‘Charity begins at home’: studying the legal transplant of English welfare laws and ideologies in colonial Canada in the 18th and 19th centuries
Abgeschlossenes Forschungsprojekt
Ideas about regulating the poor in England and Wales began in the 16th century, with the first legal regime of locally collected and administered funds appearing in the 1601 Act for the Relief of the Poor. The Act reflected the prevailing moral sensibilities of the time regarding the ‘deserving’ and the ‘undeserving’ poor, and welfare responsibility. The Poor Laws ensured that relief would only be granted to those with solidaristic ties to the local area and only when family and kin could not provide aid, adding a legal quality to the maxim ‘charity begins at home’.
This project appraised the legal transfer of the English Poor Laws, and the ideologies underpinning them, in two Canadian provinces during the mid-18th and 19th centuries. Most Canadian jurisdictions witnessed a rejection of English Poor Laws, with Upper Canada even explicitly legislating against any transferral of a Poor Law. However, in 18th-century Nova Scotia and New Brunswick, measures nearly identical to the Elizabethan Poor Laws were adopted. This unusual choice provided ground for interesting comparative research between the English and Canadian experiences of the Poor Law system of relief. In particular, the project sought to understand how a predominant feature of the English system – the variability of its local implementation – worked outside the English parish system, and whether the application of the law was as diverse across Nova Scotia and New Brunswick. Second, the project questioned whether the rigour of welfare reform in 19th-century England, born from intense political and social disdain for the Elizabethan Poor Laws, was replicated in Nova Scotia and New Brunswick. Dissent and dissatisfaction with the poor law system by ratepayers was found in the legislative and court records of early Halifax, NS. An assessment of welfare reform in the Canadian localities provided insight into the development of the law in context, as well as the development of societal views about the poor and the role of government.

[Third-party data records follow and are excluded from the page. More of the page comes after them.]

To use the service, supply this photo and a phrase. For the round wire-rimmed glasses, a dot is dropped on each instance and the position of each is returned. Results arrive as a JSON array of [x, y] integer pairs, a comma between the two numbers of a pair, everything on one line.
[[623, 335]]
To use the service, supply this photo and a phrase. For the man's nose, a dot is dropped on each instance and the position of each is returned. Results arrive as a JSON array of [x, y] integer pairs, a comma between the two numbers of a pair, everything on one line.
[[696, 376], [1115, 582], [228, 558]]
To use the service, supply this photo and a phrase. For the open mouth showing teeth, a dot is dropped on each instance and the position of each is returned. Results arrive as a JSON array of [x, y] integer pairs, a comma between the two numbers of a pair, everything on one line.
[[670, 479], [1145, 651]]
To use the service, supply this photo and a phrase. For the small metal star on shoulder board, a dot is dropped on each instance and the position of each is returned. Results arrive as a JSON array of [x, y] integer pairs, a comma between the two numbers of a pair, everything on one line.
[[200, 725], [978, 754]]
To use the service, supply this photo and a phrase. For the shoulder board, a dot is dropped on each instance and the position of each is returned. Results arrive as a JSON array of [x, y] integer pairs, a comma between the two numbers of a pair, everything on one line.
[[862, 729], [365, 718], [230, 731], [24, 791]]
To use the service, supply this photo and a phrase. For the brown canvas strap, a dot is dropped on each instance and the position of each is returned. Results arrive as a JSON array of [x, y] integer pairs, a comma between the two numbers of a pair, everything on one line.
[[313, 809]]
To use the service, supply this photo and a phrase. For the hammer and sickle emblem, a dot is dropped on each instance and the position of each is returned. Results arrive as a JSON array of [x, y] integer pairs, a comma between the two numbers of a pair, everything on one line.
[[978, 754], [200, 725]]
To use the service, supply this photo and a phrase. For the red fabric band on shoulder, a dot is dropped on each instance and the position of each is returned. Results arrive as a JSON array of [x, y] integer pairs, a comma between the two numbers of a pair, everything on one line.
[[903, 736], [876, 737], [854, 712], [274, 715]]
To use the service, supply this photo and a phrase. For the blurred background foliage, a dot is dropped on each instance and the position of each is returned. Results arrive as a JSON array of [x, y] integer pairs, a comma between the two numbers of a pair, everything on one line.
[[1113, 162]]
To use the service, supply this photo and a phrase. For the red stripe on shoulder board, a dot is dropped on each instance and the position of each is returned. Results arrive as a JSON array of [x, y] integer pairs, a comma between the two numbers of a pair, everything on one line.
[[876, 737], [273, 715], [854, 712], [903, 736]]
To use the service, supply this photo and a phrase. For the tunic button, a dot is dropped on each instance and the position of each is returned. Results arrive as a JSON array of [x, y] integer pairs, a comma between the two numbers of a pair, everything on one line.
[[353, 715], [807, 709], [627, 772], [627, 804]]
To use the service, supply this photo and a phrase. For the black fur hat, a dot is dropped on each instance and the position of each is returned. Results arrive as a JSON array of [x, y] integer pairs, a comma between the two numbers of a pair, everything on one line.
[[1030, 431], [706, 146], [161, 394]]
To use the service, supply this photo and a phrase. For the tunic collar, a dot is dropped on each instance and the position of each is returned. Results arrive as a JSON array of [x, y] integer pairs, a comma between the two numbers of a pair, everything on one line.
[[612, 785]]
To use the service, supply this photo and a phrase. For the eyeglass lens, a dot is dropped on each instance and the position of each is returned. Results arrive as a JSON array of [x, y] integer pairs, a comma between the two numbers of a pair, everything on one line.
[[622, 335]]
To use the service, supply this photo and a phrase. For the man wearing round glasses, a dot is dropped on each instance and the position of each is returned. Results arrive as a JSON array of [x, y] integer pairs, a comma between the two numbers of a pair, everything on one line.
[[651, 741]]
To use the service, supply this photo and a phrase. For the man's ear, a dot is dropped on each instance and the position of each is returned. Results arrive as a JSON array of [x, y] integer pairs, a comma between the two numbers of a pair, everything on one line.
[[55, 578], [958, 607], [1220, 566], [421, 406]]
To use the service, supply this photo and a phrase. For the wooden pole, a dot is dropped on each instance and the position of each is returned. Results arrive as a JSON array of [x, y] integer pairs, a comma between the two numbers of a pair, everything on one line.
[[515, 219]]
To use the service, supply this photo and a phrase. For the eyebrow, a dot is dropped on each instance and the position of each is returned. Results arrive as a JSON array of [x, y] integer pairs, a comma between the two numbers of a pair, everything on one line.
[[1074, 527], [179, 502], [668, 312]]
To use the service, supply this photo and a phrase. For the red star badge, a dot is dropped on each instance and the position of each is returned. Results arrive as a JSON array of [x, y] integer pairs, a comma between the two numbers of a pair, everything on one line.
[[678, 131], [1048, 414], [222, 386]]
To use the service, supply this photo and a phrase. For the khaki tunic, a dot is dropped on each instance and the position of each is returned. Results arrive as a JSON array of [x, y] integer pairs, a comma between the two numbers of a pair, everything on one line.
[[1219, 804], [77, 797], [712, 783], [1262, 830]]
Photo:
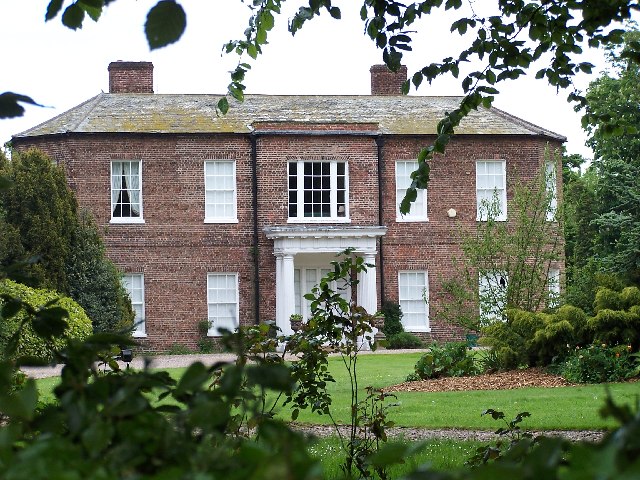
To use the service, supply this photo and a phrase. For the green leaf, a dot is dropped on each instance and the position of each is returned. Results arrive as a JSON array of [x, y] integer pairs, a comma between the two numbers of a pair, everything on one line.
[[223, 105], [73, 16], [165, 24], [53, 9], [22, 404], [10, 308]]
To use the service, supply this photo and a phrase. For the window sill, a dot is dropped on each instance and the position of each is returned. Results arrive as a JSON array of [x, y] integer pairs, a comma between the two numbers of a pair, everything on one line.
[[411, 220], [319, 220], [417, 329], [220, 220], [125, 221]]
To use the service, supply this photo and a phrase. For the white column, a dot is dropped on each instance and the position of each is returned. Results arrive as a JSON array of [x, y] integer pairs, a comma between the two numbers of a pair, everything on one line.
[[368, 295], [285, 288], [279, 291], [367, 292]]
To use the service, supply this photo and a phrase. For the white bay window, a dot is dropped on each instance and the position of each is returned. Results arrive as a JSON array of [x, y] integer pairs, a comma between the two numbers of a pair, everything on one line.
[[318, 191]]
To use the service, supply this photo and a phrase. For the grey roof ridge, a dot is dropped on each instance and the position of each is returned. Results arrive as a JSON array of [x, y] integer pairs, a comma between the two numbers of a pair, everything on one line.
[[531, 126], [97, 100], [66, 112]]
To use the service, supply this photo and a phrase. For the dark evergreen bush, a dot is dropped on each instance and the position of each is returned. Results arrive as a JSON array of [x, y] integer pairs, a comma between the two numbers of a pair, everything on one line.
[[29, 343], [43, 221]]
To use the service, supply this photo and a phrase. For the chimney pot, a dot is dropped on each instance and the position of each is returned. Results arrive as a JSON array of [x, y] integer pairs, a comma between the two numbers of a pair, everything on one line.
[[386, 82], [130, 77]]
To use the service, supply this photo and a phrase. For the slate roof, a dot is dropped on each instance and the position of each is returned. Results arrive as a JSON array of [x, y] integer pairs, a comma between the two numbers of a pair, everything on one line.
[[160, 113]]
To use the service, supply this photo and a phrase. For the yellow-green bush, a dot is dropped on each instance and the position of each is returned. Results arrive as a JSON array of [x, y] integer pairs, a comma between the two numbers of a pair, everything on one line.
[[29, 344], [529, 338], [630, 297], [607, 299]]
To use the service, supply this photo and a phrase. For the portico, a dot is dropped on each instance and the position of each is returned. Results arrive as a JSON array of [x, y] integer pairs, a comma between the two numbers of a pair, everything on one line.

Elements of this project are still ongoing, relating to the relationship between financial assistance and residency in the poor relief systems established in maritime Canada. English parishes jealously guarded their relief funds against strangers via a system of recognised settlement, so claimants for the funds had to be well-versed in how to answer the legal questions about settlement that would give rise to their relief. Nova Scotia produced a residency-based approach to the right to poor relief in 1771. In New Brunswick the legislature enacted similar provisions on settlement for access to poor relief in 1876. An interesting differentiation in the maritime provinces is the existence of widespread migration alongside a residency-based system of financial support. The ongoing parts of this project now turn from a macro overview of legislative development and implementation to consider more individual case studies regarding on-the-ground workings of the Canadian welfare system for those who fell outside the scope of the poor laws. This seeks to understand the effect that migration and transience had on the adoption, interpretation and development of the maritime Canadian welfare regime. Whilst the adoption of poor relief measures could allow for monetary funds to be raised by and given to local inhabitants with economic or familial connections to the individual townships of maritime Canada, little could be done for the number of shipwrecked persons, sick travellers or transient paupers appearing in the province during the 18th and 19th centuries. This next stage of the project considers provincial and colonial records and correspondences, records of the justices of the peace, and Treasury accounts to map the reaction of the maritime Canadian authorities to the challenges caused by this mobile, irregular and poor population.